An informal report for the MNASSA
By Hilton Ratcliffe
On Saturday, 24th November 2007, I landed at Heathrow airport on the adventure of my life. Let me tell you very quickly how it was that I came to be standing at the Hertz car rental counter a few weeks before Christmas, feeling excited in a way that hadn’t been matched in my experience since Christmas Eve 1956, when my Bond-like excursion into the milking shed had revealed that I was about to get my first bicycle.
In July 2007 my book The Virtue of Heresy hit the shelves, and shortly afterwards was reviewed by the magazine BBC Sky at Night. Somewhat unusually, Sir Patrick Moore himself did the review, and I wrote to thank him for a fair and balanced appraisal. He wrote back on his 1908 (truly!) Woodstock typewriter, and said that he would like to meet me. I needed no second bidding! My plan was to spend 9 days in England, starting with a visit to Sir Patrick’s West Sussex 16th century home, Farthings.

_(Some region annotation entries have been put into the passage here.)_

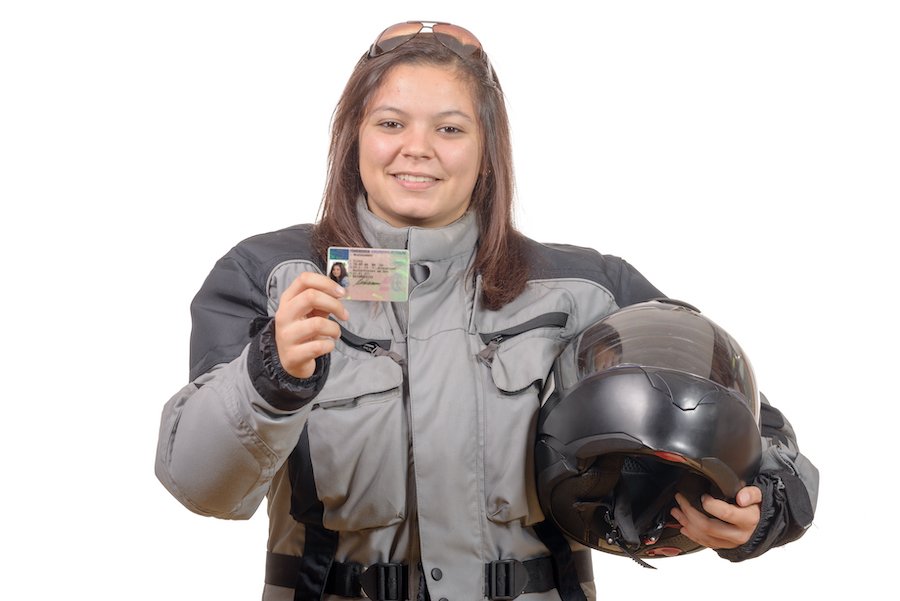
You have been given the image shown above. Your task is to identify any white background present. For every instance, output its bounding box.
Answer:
[0,0,900,601]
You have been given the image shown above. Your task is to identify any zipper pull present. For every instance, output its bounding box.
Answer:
[364,342,406,365]
[475,334,506,367]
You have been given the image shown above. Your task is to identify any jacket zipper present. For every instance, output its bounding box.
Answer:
[477,311,569,367]
[338,324,404,365]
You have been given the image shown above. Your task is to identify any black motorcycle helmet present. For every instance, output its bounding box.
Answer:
[535,300,761,567]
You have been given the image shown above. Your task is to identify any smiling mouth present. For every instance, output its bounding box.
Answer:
[394,173,437,183]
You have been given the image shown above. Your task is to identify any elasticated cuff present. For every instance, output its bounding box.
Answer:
[716,470,813,562]
[247,319,331,411]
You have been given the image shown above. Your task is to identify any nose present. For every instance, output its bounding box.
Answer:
[401,126,434,159]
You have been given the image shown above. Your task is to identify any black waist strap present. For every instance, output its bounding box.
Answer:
[266,551,594,601]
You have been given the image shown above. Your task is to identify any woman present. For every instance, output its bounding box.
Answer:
[157,22,815,600]
[331,261,350,288]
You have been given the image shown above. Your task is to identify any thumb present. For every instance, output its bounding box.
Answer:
[735,486,762,507]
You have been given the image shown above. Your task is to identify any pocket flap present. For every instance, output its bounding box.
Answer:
[491,336,565,393]
[313,352,403,404]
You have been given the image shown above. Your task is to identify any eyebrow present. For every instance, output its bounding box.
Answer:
[369,104,475,123]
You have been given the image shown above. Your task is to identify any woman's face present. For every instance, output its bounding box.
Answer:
[359,65,481,227]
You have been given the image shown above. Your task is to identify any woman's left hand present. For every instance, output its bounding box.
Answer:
[672,486,762,549]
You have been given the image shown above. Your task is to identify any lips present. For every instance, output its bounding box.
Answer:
[394,173,437,184]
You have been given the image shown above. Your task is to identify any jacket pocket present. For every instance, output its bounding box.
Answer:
[307,343,409,531]
[479,314,567,525]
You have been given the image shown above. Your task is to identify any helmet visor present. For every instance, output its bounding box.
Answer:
[575,301,759,422]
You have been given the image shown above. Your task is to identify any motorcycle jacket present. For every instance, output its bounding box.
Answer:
[156,201,817,601]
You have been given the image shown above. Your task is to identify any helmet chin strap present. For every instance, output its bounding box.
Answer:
[599,461,681,570]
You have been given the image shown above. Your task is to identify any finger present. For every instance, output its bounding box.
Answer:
[276,288,350,323]
[278,338,335,378]
[701,495,759,529]
[670,494,755,549]
[275,317,341,352]
[736,486,762,507]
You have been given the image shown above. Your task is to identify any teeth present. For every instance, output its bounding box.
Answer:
[395,173,435,182]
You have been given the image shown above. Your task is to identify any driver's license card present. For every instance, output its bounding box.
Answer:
[326,246,409,303]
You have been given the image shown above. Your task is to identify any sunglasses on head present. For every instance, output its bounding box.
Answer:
[369,21,493,75]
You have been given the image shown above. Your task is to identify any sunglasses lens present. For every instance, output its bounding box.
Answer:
[369,23,422,57]
[431,23,481,56]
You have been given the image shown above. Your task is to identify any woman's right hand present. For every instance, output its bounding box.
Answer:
[275,271,350,378]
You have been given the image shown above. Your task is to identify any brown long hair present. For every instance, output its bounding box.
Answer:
[313,32,528,309]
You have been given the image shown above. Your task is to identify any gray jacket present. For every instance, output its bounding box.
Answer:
[156,208,816,601]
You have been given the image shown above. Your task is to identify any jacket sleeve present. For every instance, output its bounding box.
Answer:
[716,397,819,561]
[156,247,328,519]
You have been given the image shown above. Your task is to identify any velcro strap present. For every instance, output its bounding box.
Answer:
[266,553,409,601]
[484,551,594,600]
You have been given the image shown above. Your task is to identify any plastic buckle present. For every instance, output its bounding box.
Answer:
[486,559,528,601]
[359,563,407,601]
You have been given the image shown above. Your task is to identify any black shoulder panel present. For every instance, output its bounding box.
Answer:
[190,225,322,380]
[525,238,665,307]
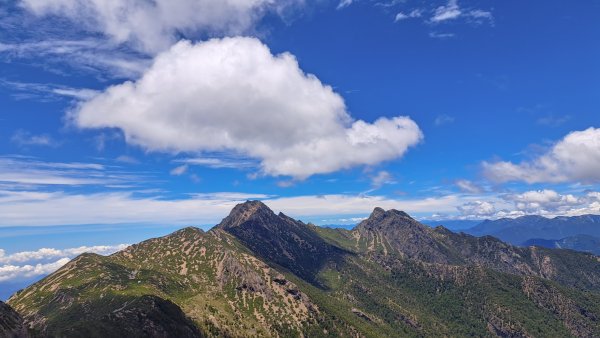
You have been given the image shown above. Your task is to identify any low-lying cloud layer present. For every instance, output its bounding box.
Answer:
[0,244,127,282]
[70,37,423,179]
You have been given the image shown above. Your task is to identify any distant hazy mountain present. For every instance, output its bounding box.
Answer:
[421,220,483,231]
[8,201,600,337]
[523,235,600,256]
[464,215,600,245]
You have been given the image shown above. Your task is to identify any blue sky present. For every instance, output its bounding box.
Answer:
[0,0,600,290]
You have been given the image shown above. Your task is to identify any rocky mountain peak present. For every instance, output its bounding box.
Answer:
[356,207,422,230]
[217,201,277,229]
[369,207,413,221]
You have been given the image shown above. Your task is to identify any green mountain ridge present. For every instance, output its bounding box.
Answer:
[8,201,600,337]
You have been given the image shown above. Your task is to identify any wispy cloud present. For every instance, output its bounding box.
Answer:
[433,114,454,127]
[0,79,98,101]
[0,156,139,186]
[0,39,150,78]
[454,180,483,194]
[10,129,60,147]
[174,154,259,169]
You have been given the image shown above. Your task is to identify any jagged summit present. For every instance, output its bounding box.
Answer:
[354,207,425,231]
[368,207,413,221]
[216,201,338,282]
[217,201,278,230]
[9,201,600,337]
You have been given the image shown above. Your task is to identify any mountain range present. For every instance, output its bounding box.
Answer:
[523,235,600,256]
[0,201,600,337]
[463,215,600,245]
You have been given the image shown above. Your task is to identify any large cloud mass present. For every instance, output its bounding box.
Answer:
[483,128,600,183]
[21,0,303,54]
[70,37,422,179]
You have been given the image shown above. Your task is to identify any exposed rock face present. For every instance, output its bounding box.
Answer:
[0,302,28,338]
[9,201,600,337]
[216,201,342,282]
[352,208,600,289]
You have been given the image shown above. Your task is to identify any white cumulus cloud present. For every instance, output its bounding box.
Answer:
[69,37,423,179]
[483,128,600,184]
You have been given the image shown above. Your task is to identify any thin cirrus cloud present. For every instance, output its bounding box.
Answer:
[482,127,600,184]
[20,0,303,55]
[0,156,140,186]
[69,37,423,179]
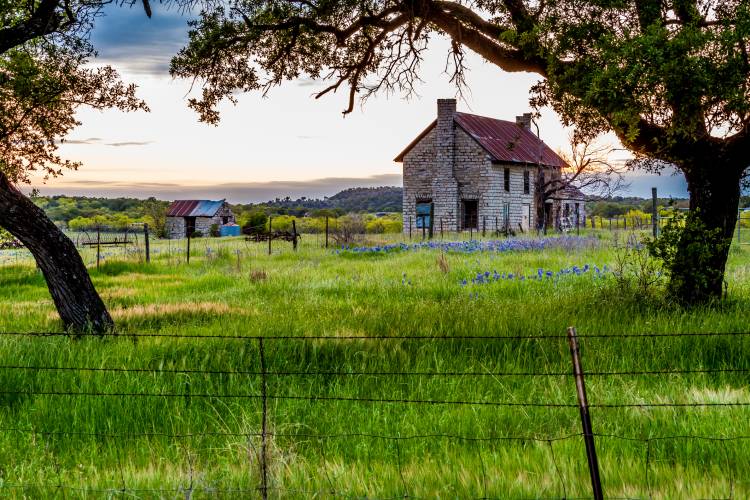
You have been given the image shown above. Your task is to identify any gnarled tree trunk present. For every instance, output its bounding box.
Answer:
[0,172,114,333]
[670,165,742,304]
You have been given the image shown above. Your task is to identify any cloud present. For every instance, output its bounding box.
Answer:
[56,137,154,147]
[36,174,402,203]
[58,137,101,144]
[91,4,194,76]
[107,141,153,147]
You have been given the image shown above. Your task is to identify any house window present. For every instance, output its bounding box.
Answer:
[461,200,479,229]
[417,200,432,229]
[185,217,195,236]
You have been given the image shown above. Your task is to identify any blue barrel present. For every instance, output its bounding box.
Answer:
[219,224,240,236]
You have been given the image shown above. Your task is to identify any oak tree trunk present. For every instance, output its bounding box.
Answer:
[0,172,114,333]
[670,166,740,304]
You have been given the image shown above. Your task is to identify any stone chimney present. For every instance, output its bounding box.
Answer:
[432,99,459,231]
[516,113,531,130]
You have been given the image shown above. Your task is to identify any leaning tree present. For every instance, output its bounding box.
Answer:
[0,0,153,332]
[171,0,750,301]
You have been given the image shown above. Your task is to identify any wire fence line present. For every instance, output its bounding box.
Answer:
[0,332,750,498]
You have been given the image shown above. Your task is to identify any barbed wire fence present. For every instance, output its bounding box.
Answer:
[0,328,750,499]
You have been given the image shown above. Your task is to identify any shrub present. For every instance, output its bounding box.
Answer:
[612,234,663,303]
[336,214,366,245]
[647,211,729,303]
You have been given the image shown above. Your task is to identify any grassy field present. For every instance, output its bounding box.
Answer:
[0,231,750,498]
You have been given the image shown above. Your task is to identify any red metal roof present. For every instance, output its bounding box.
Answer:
[167,200,224,217]
[395,113,565,167]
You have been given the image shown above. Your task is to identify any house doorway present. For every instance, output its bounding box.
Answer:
[416,200,434,238]
[461,200,479,229]
[185,217,195,237]
[521,203,531,232]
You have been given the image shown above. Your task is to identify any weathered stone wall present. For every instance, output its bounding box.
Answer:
[432,99,459,231]
[403,129,435,233]
[403,99,536,233]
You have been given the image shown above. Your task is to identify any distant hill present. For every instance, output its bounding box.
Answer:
[247,186,404,216]
[328,186,404,212]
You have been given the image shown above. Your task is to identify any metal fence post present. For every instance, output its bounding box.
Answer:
[568,326,604,500]
[268,215,273,255]
[258,337,268,500]
[737,210,742,245]
[292,219,297,252]
[96,224,102,269]
[143,224,151,264]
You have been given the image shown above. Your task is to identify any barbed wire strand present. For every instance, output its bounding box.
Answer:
[0,332,750,341]
[0,365,750,377]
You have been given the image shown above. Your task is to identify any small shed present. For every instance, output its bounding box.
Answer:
[166,200,236,238]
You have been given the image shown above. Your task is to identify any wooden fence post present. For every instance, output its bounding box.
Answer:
[258,337,268,500]
[143,224,151,264]
[568,326,604,500]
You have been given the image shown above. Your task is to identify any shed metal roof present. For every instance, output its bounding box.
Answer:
[395,113,566,168]
[167,200,224,217]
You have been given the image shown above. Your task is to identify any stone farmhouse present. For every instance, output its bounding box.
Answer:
[395,99,584,237]
[166,200,235,238]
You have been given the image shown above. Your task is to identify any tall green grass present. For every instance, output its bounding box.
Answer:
[0,235,750,498]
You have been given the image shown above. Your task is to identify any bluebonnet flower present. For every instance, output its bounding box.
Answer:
[336,235,599,254]
[459,264,609,286]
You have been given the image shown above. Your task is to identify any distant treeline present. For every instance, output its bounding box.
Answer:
[34,186,750,231]
[238,186,404,217]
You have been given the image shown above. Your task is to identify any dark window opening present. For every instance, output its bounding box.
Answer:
[461,200,479,229]
[185,217,195,236]
[417,200,433,229]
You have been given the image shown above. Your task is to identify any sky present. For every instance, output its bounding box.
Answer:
[33,5,687,203]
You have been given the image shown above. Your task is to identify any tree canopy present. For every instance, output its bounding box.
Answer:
[0,0,153,183]
[171,0,750,301]
[172,0,750,168]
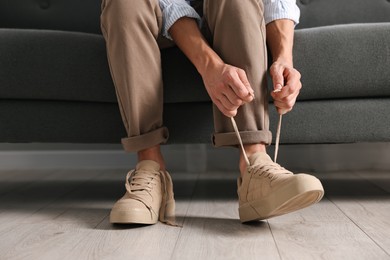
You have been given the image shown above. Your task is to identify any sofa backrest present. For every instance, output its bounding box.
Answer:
[0,0,101,34]
[0,0,390,33]
[297,0,390,28]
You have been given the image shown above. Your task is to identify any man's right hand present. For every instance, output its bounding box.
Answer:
[202,63,254,117]
[169,17,254,117]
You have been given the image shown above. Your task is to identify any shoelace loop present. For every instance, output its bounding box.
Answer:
[126,171,158,193]
[230,115,282,166]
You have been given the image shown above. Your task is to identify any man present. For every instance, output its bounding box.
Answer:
[101,0,323,224]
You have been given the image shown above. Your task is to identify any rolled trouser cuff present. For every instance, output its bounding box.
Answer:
[212,130,272,147]
[122,127,169,152]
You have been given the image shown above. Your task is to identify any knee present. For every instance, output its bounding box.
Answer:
[101,0,159,30]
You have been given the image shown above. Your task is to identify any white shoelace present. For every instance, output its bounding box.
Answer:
[230,115,282,166]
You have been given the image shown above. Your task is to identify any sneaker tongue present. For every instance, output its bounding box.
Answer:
[135,160,160,171]
[249,152,273,165]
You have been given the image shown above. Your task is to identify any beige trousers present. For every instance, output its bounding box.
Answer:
[101,0,272,152]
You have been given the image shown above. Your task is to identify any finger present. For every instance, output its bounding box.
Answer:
[270,65,284,89]
[225,89,244,107]
[226,70,253,102]
[237,69,255,98]
[219,95,239,111]
[274,92,299,114]
[214,99,237,117]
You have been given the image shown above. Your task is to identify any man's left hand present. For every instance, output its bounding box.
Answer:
[270,61,302,115]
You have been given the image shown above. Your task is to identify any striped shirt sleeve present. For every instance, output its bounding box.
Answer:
[159,0,201,40]
[263,0,300,25]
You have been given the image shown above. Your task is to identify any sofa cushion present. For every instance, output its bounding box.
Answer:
[0,29,210,103]
[297,0,390,28]
[0,0,101,34]
[294,23,390,100]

Although I had made arrangements to meet and stay later on with my as-yet unmet friend, nuclear chemist Dr Geoffrey Stapleton of the Rutherford Laboratory in Oxford, it was a rather tenuous arrangement because I had no idea if I would actually be staying with Sir Patrick, and if so, for how long. My only other plans were to drop a letter off with legendary rock guitarist Eric Clapton (nothing to do with astronomy); to witness at first hand the operation of the legendary Harrison clocks at Greenwich; and to try somehow to wangle a visit to Queen guitarist Brian May . Brian, Patrick, and Oxford astrophysicist Chris Lintott had co-written a book published in 2006 called Bang! A Complete History of the Universe—a title that made me a little apprehensive. I knew that they were great pals. I’ve been a Queen fan since those bad old days of rebel concerts at Sun City, and regard Brian as the greatest electric guitar virtuoso in rock history. I was prepared to leopard crawl over rusty fishhooks to get to have a chat with him. As it turned out, my elbows were safe…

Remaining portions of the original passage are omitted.